Il Tribunale del riesame infatti:

a) ha correttamente rilevato l’inconferenza nella vicenda delle regole dettate da S.U. 36212/2011, dato che tale pronuncia attiene al diritto di difesa che deve essere garantito anche nei tempi ristrettissimi in cui avviene l’interrogatorio in sede di udienza di convalida di arresto e fermo, permettendo anche in tal caso la visione degli atti al difensore;

b) ha dato puntuale conto della sostanziale indifferenza della distanza chilometrica tra (OMISSIS) (sede del giudice ad quem, incaricato di eseguire l’interrogatorio per rogatoria) e (OMISSIS) (sede della cancelleria del giudice della misura), argomentandone la concreta irrilevanza mediante un giudizio di merito in questa sede non censurabile.

Il motivo va quindi dichiarato inammissibile.

Con un secondo motivo si lamenta violazione di legge con riferimento all’art. 182 cod. proc. pen. in quanto l’ordinanza ha errato nel ritenere intempestiva l’eccezione di nullità dell’interrogatorio di garanzia, affermando che "la difesa stessa avrebbe dovuto insistere perchè la verbalizzazione venisse dato atto della proposizione di tale eccezione prima dell’esplicarsi dell’interrogatorio", pretendendo a carico della difesa una condotta insistente e "molesta" nei confronti del giudice che il codice non prevede.
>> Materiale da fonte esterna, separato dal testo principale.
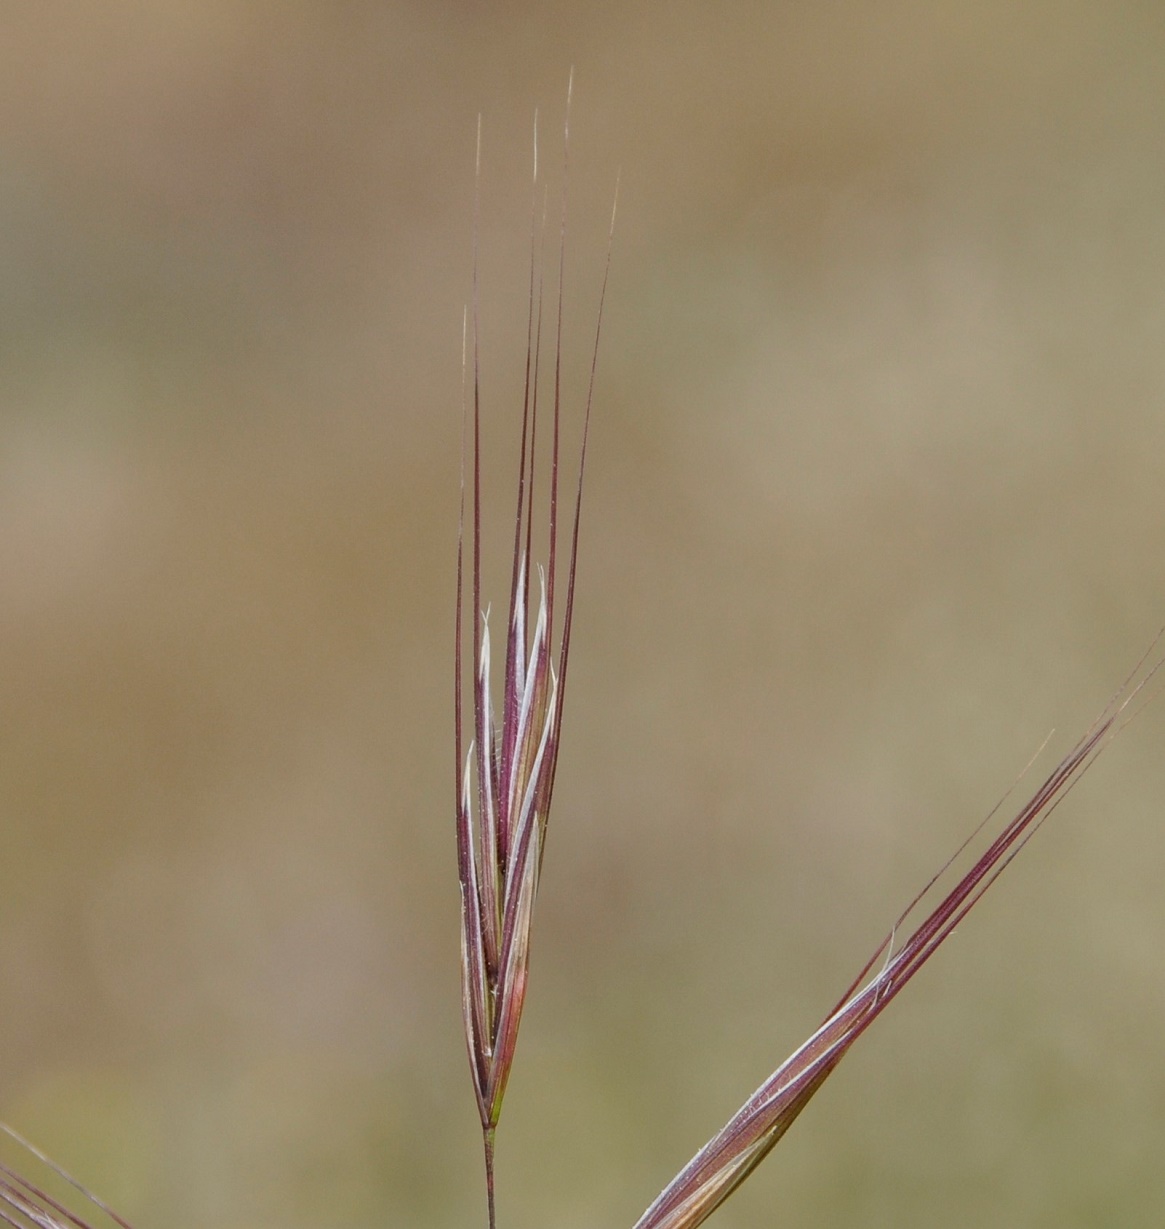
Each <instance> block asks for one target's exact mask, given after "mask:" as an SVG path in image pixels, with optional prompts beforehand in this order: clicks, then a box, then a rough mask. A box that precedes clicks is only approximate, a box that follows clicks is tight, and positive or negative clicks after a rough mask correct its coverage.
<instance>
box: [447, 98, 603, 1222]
mask: <svg viewBox="0 0 1165 1229" xmlns="http://www.w3.org/2000/svg"><path fill="white" fill-rule="evenodd" d="M569 117H570V90H569V88H568V93H567V122H565V125H564V167H563V184H564V186H563V204H562V231H560V237H559V252H558V293H557V311H555V323H554V342H553V347H554V355H553V359H554V361H553V376H552V381H551V382H552V393H551V398H552V403H551V423H549V435H551V440H549V445H548V457H544V458H542V463H543V466H547V465H548V467H549V479H548V483H547V492H546V494H544V495H543V497H542V499H541V503H543V505H544V506H543V509H542V511H539V512H538V514H537V515H538V517H539V521H541V519H542V517H543V516H544V522H542V524H544V532H546V536H547V542H548V546H547V559H546V565H544V567H542V565H538V567H537V585H536V586H533V585H532V583H531V569H532V567H533V565H532V563H531V559H532V553H533V546H535V517H536V512H535V505H536V503H538V501H539V500H536V477H537V474H538V460H539V454H538V414H539V404H538V393H539V374H541V372H539V360H541V350H542V322H543V320H542V317H543V312H542V306H543V290H542V288H543V279H542V274H541V259H539V248H541V237H542V235H543V234H544V230H546V211H544V205H543V209H542V221H541V224H539V221H538V216H539V211H538V170H537V117H536V118H535V172H533V202H532V205H531V256H530V300H528V313H527V333H526V377H525V393H524V403H522V422H521V442H520V449H519V466H517V508H516V512H515V517H514V559H512V570H511V576H510V595H509V611H508V619H506V637H505V653H504V662H503V671H501V687H500V714H499V712H498V710H496V708H495V705H494V697H493V691H492V688H490V680H492V666H493V659H494V654H493V651H492V639H490V628H489V610H488V608H483V606H482V567H481V560H482V462H481V433H482V407H481V372H479V361H478V331H479V329H478V322H479V317H478V274H477V265H478V259H477V213H478V205H477V200H476V202H474V259H473V270H474V272H473V312H472V320H473V336H472V396H471V397H467V398H466V402H467V404H466V410H465V417H466V419H467V420H468V419H469V418H471V415H472V430H473V444H472V457H473V460H472V488H473V494H472V575H473V580H472V595H471V596H472V610H473V612H474V624H476V622H477V618H478V617H479V618H481V628H479V630H478V632H477V634H474V632H472V630H471V632H469V637H471V639H472V683H471V691H472V708H473V726H472V737H471V740H469V745H468V747H467V748H466V747H465V735H463V709H465V707H466V704H465V698H463V692H465V689H466V688H465V678H463V658H465V638H466V630H465V628H463V616H462V608H463V605H465V602H463V587H465V584H463V579H465V563H466V560H465V556H466V547H465V538H466V487H467V482H466V454H467V451H468V450H467V446H466V440H465V435H466V434H467V433H463V442H462V478H461V515H460V520H458V536H457V616H456V644H457V648H456V686H455V702H453V703H455V728H456V772H457V778H456V782H457V823H456V827H457V868H458V878H460V881H461V968H462V1008H463V1018H465V1030H466V1042H467V1046H468V1051H469V1067H471V1072H472V1075H473V1088H474V1093H476V1096H477V1106H478V1113H479V1116H481V1122H482V1134H483V1142H484V1150H485V1177H487V1200H488V1206H489V1223H490V1225H493V1224H494V1192H493V1148H494V1131H495V1128H496V1126H498V1118H499V1116H500V1113H501V1102H503V1096H504V1094H505V1086H506V1082H508V1079H509V1075H510V1069H511V1066H512V1062H514V1051H515V1047H516V1043H517V1030H519V1025H520V1023H521V1015H522V1007H524V1004H525V999H526V984H527V977H528V968H530V933H531V924H532V918H533V908H535V901H536V898H537V895H538V878H539V873H541V868H542V855H543V852H544V847H546V832H547V820H548V815H549V809H551V796H552V794H553V789H554V771H555V767H557V764H558V750H559V735H560V731H562V714H563V699H564V696H565V687H567V666H568V660H569V651H570V627H571V617H573V611H574V585H575V573H576V565H578V553H579V517H580V512H581V506H583V474H584V468H585V462H586V438H587V429H589V424H590V409H591V398H592V393H594V385H595V367H596V361H597V355H598V333H600V329H601V324H602V305H603V299H605V296H606V284H607V273H606V270H605V273H603V281H602V290H601V291H600V300H598V322H597V324H596V329H595V343H594V350H592V354H591V366H590V381H589V386H587V391H586V402H585V410H584V419H583V435H581V444H580V447H579V469H578V483H576V487H575V493H574V524H573V528H571V532H570V546H569V557H568V562H567V585H565V607H564V610H562V611H559V608H558V605H557V599H558V596H559V594H558V589H557V583H558V574H559V568H560V565H562V560H560V556H559V549H560V548H559V541H558V540H559V522H558V519H559V509H558V499H559V460H560V449H562V403H563V398H562V353H563V350H562V340H563V274H564V262H565V232H567V189H565V179H567V168H568V165H569V136H570V119H569ZM481 147H482V146H481V120H478V143H477V178H478V184H479V183H481ZM477 197H478V198H479V190H478V194H477ZM613 226H614V215H613V211H612V234H613ZM610 258H611V236H610V235H608V246H607V269H610ZM462 349H463V359H462V365H463V370H468V366H469V365H471V364H469V363H467V360H466V355H465V350H466V347H465V343H463V348H462ZM466 379H467V380H468V376H467V377H466ZM469 401H472V410H471V408H469V404H468V403H469ZM543 451H547V447H543ZM539 532H542V530H541V526H539ZM532 587H533V589H535V591H536V595H537V596H536V597H535V596H533V594H532V592H531V590H532ZM559 621H560V626H559Z"/></svg>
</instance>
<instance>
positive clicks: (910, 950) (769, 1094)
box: [634, 629, 1165, 1229]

La ritenuta Inammissibilità del primo motivo, per la sua palese infondatezza, assorbe ed esclude l’esame di tale seconda collegata doglianza.

Il ricorso quindi va dichiarato inammissibile, avuto riguardo alla coerenza logico-giuridica ed adeguatezza della motivazione, quale proposta nella decisione impugnata.

All’inammissibilità del ricorso stesso consegue, ex art. 616 c.p.p., la condanna del ricorrente al pagamento delle spese processuali e di una somma in favore della Cassa delle ammende che si stima equo determinare in Euro 1000,00 (mille). Va mandato infine alla Cancelleria per gli adempimenti di cui all’art. 94 disp. att. c.p.p., comma 1 ter.

P.Q.M.

dichiara inammissibile il ricorso e condanna il ricorrente al pagamento delle spese processuali e della somma di Euro 1.000,00 in favore della Cassa delle ammende. Manda alla Cancelleria per gli adempimenti di cui all’art. 94 disp. att. c.p.p., comma 1 ter.

Testo non ufficiale. La sola stampa del bollettino ufficiale ha carattere legale.